Canadian Immigration is undergoing some Major transformations
By Author: Admin | February 29, 2012
Canada is in the process of re-examining some of their immigration regulations. No one is saying for sure what is going to be changed. Canadian Prime Minster Stephen Harper outlined a plan for broad and lasting economic change in Canada at the World Economic Forum this past week. Included in this economic change was a reorganization of the Canadian Immigration Program.
Harper went on to state that, “We will ensure that, while we respect our humanitarian obligations and family reunification objectives, we make our economic and labour force needs the central goal of our immigration efforts in the future”. While no specific details about the changes in the immigration policy were included, Harpers word did hint at some of the changes that may be seen in the future.
Immigration Minister Jason Kenney later expanded on some of the ways that the immigration program could be reorganized to address the economic issues Harper mentioned. He made a point of mentioning that Canada had no intention of reducing the number of immigrants they accepted. One of the possible changes to the immigration process that he expanded upon was the point system that is presently used in the skilled workers program. He said that in future the skilled workers program would be looking more closely at younger workers, people with pre-arranged jobs, and that the system would become more proactive.
Kenney said that in future the skilled workers program would be looking at applicants with skills learned through experience on the job rather than just at those with higher education degrees. At present the skilled workers program has been selecting based on education as opposed to experience. While there will still be opening for those applicants with higher education, there will now be more openings available to skilled trades that are learned through on-the-job experience.
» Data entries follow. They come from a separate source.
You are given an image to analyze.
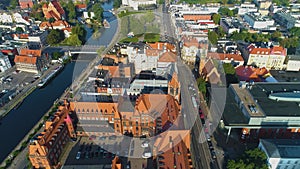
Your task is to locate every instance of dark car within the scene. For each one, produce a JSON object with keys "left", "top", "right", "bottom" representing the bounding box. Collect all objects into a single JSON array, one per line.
[{"left": 109, "top": 135, "right": 117, "bottom": 140}]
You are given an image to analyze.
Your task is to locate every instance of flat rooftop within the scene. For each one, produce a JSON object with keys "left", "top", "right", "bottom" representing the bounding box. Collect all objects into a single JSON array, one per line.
[
  {"left": 248, "top": 82, "right": 300, "bottom": 116},
  {"left": 260, "top": 139, "right": 300, "bottom": 158},
  {"left": 231, "top": 84, "right": 265, "bottom": 117}
]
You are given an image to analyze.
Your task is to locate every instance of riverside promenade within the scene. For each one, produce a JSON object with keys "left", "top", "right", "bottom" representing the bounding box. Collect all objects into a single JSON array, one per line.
[{"left": 3, "top": 16, "right": 121, "bottom": 169}]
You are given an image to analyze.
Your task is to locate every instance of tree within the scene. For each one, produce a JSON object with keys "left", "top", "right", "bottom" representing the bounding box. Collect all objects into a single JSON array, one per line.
[
  {"left": 290, "top": 27, "right": 300, "bottom": 37},
  {"left": 62, "top": 34, "right": 82, "bottom": 46},
  {"left": 46, "top": 29, "right": 65, "bottom": 45},
  {"left": 197, "top": 77, "right": 206, "bottom": 95},
  {"left": 208, "top": 31, "right": 218, "bottom": 45},
  {"left": 216, "top": 26, "right": 225, "bottom": 38},
  {"left": 113, "top": 0, "right": 122, "bottom": 8},
  {"left": 89, "top": 3, "right": 104, "bottom": 23},
  {"left": 71, "top": 24, "right": 87, "bottom": 43},
  {"left": 16, "top": 27, "right": 24, "bottom": 33},
  {"left": 9, "top": 0, "right": 18, "bottom": 9},
  {"left": 49, "top": 17, "right": 55, "bottom": 23},
  {"left": 271, "top": 31, "right": 282, "bottom": 41},
  {"left": 223, "top": 63, "right": 235, "bottom": 75},
  {"left": 227, "top": 148, "right": 268, "bottom": 169},
  {"left": 218, "top": 7, "right": 233, "bottom": 17},
  {"left": 52, "top": 51, "right": 63, "bottom": 60},
  {"left": 212, "top": 13, "right": 221, "bottom": 24},
  {"left": 230, "top": 31, "right": 246, "bottom": 41},
  {"left": 66, "top": 0, "right": 76, "bottom": 20}
]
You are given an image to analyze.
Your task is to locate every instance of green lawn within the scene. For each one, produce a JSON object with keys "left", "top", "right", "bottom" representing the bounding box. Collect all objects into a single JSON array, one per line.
[
  {"left": 118, "top": 10, "right": 143, "bottom": 18},
  {"left": 144, "top": 33, "right": 160, "bottom": 42},
  {"left": 120, "top": 37, "right": 139, "bottom": 43}
]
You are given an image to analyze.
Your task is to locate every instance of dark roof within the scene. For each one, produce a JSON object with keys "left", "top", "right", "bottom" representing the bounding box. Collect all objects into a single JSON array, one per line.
[
  {"left": 248, "top": 83, "right": 300, "bottom": 116},
  {"left": 132, "top": 70, "right": 167, "bottom": 81}
]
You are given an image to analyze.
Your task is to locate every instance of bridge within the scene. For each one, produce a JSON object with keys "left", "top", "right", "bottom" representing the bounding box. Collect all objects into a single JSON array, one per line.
[{"left": 44, "top": 45, "right": 105, "bottom": 54}]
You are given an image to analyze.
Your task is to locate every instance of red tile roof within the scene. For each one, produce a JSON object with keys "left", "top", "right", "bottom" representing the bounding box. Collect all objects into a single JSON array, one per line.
[
  {"left": 207, "top": 52, "right": 244, "bottom": 61},
  {"left": 158, "top": 52, "right": 177, "bottom": 62},
  {"left": 235, "top": 66, "right": 269, "bottom": 82},
  {"left": 20, "top": 49, "right": 42, "bottom": 57},
  {"left": 14, "top": 55, "right": 37, "bottom": 64},
  {"left": 183, "top": 14, "right": 211, "bottom": 21},
  {"left": 249, "top": 48, "right": 271, "bottom": 55},
  {"left": 76, "top": 4, "right": 87, "bottom": 9},
  {"left": 51, "top": 0, "right": 65, "bottom": 15}
]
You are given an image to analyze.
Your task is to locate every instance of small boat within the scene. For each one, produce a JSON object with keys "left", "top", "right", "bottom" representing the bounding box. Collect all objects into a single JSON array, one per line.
[{"left": 103, "top": 19, "right": 110, "bottom": 28}]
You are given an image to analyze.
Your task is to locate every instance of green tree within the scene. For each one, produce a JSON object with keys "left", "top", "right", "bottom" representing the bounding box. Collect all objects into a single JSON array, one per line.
[
  {"left": 62, "top": 34, "right": 82, "bottom": 46},
  {"left": 227, "top": 148, "right": 268, "bottom": 169},
  {"left": 71, "top": 24, "right": 87, "bottom": 43},
  {"left": 52, "top": 51, "right": 63, "bottom": 60},
  {"left": 271, "top": 31, "right": 282, "bottom": 41},
  {"left": 113, "top": 0, "right": 122, "bottom": 8},
  {"left": 212, "top": 13, "right": 221, "bottom": 24},
  {"left": 290, "top": 27, "right": 300, "bottom": 37},
  {"left": 49, "top": 17, "right": 55, "bottom": 23},
  {"left": 9, "top": 0, "right": 18, "bottom": 9},
  {"left": 223, "top": 63, "right": 235, "bottom": 75},
  {"left": 230, "top": 31, "right": 245, "bottom": 41},
  {"left": 66, "top": 0, "right": 76, "bottom": 20},
  {"left": 16, "top": 27, "right": 24, "bottom": 33},
  {"left": 216, "top": 26, "right": 225, "bottom": 38},
  {"left": 208, "top": 31, "right": 218, "bottom": 45},
  {"left": 89, "top": 3, "right": 104, "bottom": 23},
  {"left": 218, "top": 7, "right": 233, "bottom": 17},
  {"left": 46, "top": 29, "right": 65, "bottom": 45},
  {"left": 197, "top": 77, "right": 206, "bottom": 95}
]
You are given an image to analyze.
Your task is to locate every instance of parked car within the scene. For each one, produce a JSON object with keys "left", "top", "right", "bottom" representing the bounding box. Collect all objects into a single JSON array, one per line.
[
  {"left": 76, "top": 152, "right": 81, "bottom": 160},
  {"left": 142, "top": 152, "right": 152, "bottom": 158},
  {"left": 109, "top": 135, "right": 117, "bottom": 140}
]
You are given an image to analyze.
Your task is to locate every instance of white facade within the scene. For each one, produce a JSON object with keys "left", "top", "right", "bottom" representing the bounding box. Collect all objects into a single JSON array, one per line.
[
  {"left": 0, "top": 53, "right": 11, "bottom": 72},
  {"left": 13, "top": 13, "right": 30, "bottom": 25},
  {"left": 133, "top": 53, "right": 159, "bottom": 74},
  {"left": 28, "top": 31, "right": 48, "bottom": 45},
  {"left": 127, "top": 77, "right": 168, "bottom": 95},
  {"left": 286, "top": 55, "right": 300, "bottom": 71},
  {"left": 238, "top": 3, "right": 258, "bottom": 15},
  {"left": 243, "top": 13, "right": 275, "bottom": 30},
  {"left": 0, "top": 13, "right": 13, "bottom": 23},
  {"left": 122, "top": 0, "right": 156, "bottom": 10},
  {"left": 248, "top": 52, "right": 286, "bottom": 70}
]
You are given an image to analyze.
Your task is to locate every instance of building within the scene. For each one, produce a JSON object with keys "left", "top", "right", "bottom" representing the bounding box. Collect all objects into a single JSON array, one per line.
[
  {"left": 19, "top": 0, "right": 34, "bottom": 9},
  {"left": 243, "top": 13, "right": 275, "bottom": 30},
  {"left": 259, "top": 139, "right": 300, "bottom": 169},
  {"left": 42, "top": 0, "right": 65, "bottom": 21},
  {"left": 122, "top": 0, "right": 157, "bottom": 10},
  {"left": 39, "top": 20, "right": 70, "bottom": 30},
  {"left": 220, "top": 18, "right": 241, "bottom": 35},
  {"left": 14, "top": 49, "right": 48, "bottom": 73},
  {"left": 273, "top": 12, "right": 300, "bottom": 29},
  {"left": 182, "top": 14, "right": 211, "bottom": 22},
  {"left": 157, "top": 51, "right": 177, "bottom": 76},
  {"left": 247, "top": 46, "right": 287, "bottom": 70},
  {"left": 13, "top": 13, "right": 30, "bottom": 25},
  {"left": 29, "top": 102, "right": 76, "bottom": 169},
  {"left": 28, "top": 31, "right": 49, "bottom": 46},
  {"left": 237, "top": 3, "right": 258, "bottom": 15},
  {"left": 222, "top": 83, "right": 300, "bottom": 142},
  {"left": 200, "top": 58, "right": 221, "bottom": 84},
  {"left": 181, "top": 36, "right": 208, "bottom": 64},
  {"left": 127, "top": 70, "right": 168, "bottom": 95},
  {"left": 0, "top": 52, "right": 12, "bottom": 72},
  {"left": 235, "top": 66, "right": 269, "bottom": 82},
  {"left": 286, "top": 55, "right": 300, "bottom": 71},
  {"left": 0, "top": 13, "right": 13, "bottom": 23},
  {"left": 70, "top": 93, "right": 181, "bottom": 137},
  {"left": 153, "top": 130, "right": 193, "bottom": 169},
  {"left": 207, "top": 52, "right": 244, "bottom": 67}
]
This will open up many new areas and skills for people applying for immigration under the skilled workers program. It will also allow Canada to benefit from immigrants that have the skills that are missing at the moment. Many of the Provincial Nominee Programs are already focusing on this sector of the immigration population and it has been working very well for them; allowing them to build a strong and healthy economy.
Kenney also mentioned that changes would be made in the entrepreneurial and investor programs, as well. It is believed that businesses and investors who are interested in moving to Canada to set up high tech and research and development-based companies will find a welcome. These are seen as the businesses of the future and will help to promote the image that Canada is seeking to establish. More is expected to be announced about the changes to the immigration program in the near future.